Ce film a d'abord une valeur historique puisqu'il fut en effet celui qui révéla le cinéma japonais au monde occidental, via le Festival de Venise, et qui par la même occasion fit connaître le cinéaste Akira Kurosawa, qui ensuite devait confirmer son talent et son style par ses films suivants comme la Forteresse cachée, les Sept samouraïs ou le Château de l'araignée...
Au départ, ce type de cinéma étonna grandement et fut observé avec une attention critique : on a dit que l'aspect exotique avait pu amuser et donner une identité au film, on a dit que la surprise avait pu jouer dans l'intérêt du spectateur, en précisant que ce Japon folklorique était destiné au marché de l'exportation. On a fait remarquer que la musique lancinante avait un air de ressemblance avec le "Boléro" de Ravel.
Mais tout ceci ne tient pas debout, le film révèle d'abord une beauté formelle stupéfiante, aussi bien technique qu'esthétique, avec notamment des travellings dus à la virtuosité de la caméra et à la fluidité de la mise en scène, et des jeux de lumière et d'ombres à travers les arbres qui donnent un rendu par endroits quasi surréaliste. Les attitudes et postures des acteurs dans leur théâtralité sculpturale surprennent également, de même que la confrontation de 3 points de vue différents sur un récit identique, innove dans ce procédé qui influencera plusieurs réalisateurs, dont Tarantino qui le reprendra dans ses films. Hitchcock le reprendra aussi dans un épisode de sa série Alfred Hitchcock présente (épisode "I saw the whole thing").
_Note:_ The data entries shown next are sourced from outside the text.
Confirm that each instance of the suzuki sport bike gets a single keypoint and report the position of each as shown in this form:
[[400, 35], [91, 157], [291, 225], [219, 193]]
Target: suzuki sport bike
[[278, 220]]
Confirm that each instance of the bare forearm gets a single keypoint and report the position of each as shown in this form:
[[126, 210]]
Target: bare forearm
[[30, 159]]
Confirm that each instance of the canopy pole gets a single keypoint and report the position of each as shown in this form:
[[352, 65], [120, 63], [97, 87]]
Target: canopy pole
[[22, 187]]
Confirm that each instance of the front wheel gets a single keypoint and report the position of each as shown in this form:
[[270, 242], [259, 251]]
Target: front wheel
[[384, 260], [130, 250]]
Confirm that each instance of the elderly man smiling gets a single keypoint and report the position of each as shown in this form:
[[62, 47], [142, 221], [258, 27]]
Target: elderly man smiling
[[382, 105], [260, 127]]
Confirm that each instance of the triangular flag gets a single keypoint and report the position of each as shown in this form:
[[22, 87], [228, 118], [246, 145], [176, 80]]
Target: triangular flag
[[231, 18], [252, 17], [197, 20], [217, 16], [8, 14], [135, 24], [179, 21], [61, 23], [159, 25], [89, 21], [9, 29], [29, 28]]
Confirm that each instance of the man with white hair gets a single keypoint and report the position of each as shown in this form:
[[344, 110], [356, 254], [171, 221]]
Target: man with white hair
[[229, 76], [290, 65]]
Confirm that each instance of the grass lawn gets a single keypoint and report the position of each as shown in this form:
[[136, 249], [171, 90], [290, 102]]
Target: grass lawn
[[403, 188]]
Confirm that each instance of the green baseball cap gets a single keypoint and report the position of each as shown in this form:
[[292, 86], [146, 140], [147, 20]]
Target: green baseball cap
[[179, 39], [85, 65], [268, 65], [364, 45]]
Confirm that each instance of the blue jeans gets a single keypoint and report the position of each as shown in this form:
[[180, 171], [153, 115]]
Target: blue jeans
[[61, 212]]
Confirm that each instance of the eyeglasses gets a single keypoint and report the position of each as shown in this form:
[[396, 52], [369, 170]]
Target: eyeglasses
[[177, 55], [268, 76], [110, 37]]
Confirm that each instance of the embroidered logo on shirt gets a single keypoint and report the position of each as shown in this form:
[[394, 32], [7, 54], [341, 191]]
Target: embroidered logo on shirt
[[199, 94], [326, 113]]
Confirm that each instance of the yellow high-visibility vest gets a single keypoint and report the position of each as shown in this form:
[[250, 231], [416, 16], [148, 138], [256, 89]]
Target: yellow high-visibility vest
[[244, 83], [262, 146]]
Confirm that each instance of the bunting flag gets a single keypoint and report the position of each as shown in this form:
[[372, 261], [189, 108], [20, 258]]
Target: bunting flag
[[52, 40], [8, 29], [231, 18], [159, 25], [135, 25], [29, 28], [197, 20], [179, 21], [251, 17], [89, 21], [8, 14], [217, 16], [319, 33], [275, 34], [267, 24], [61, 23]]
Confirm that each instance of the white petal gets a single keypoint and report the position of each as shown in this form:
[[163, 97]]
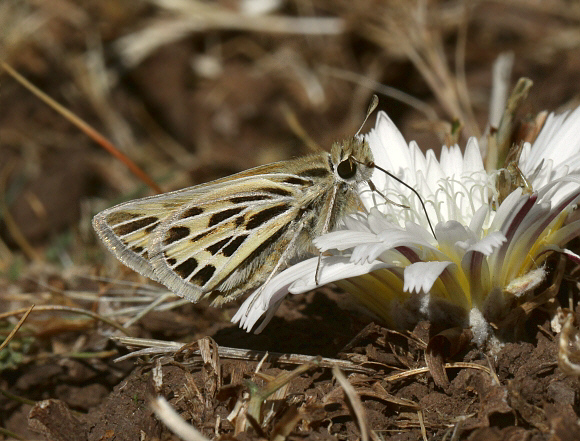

Pas étonnant donc que le film ait fait sensation au Festival de Venise par la puissance de son récit qui est à la fois simple et complexe, créant ainsi une sorte de choc pour les occidentaux. Au final, à travers cette histoire, Kurosawa offre un portrait assez amer et pessimiste de la nature humaine en méditant sur la fragilité et le parti pris des témoignages. C'est un film idéal pour une première découverte du cinéma japonais.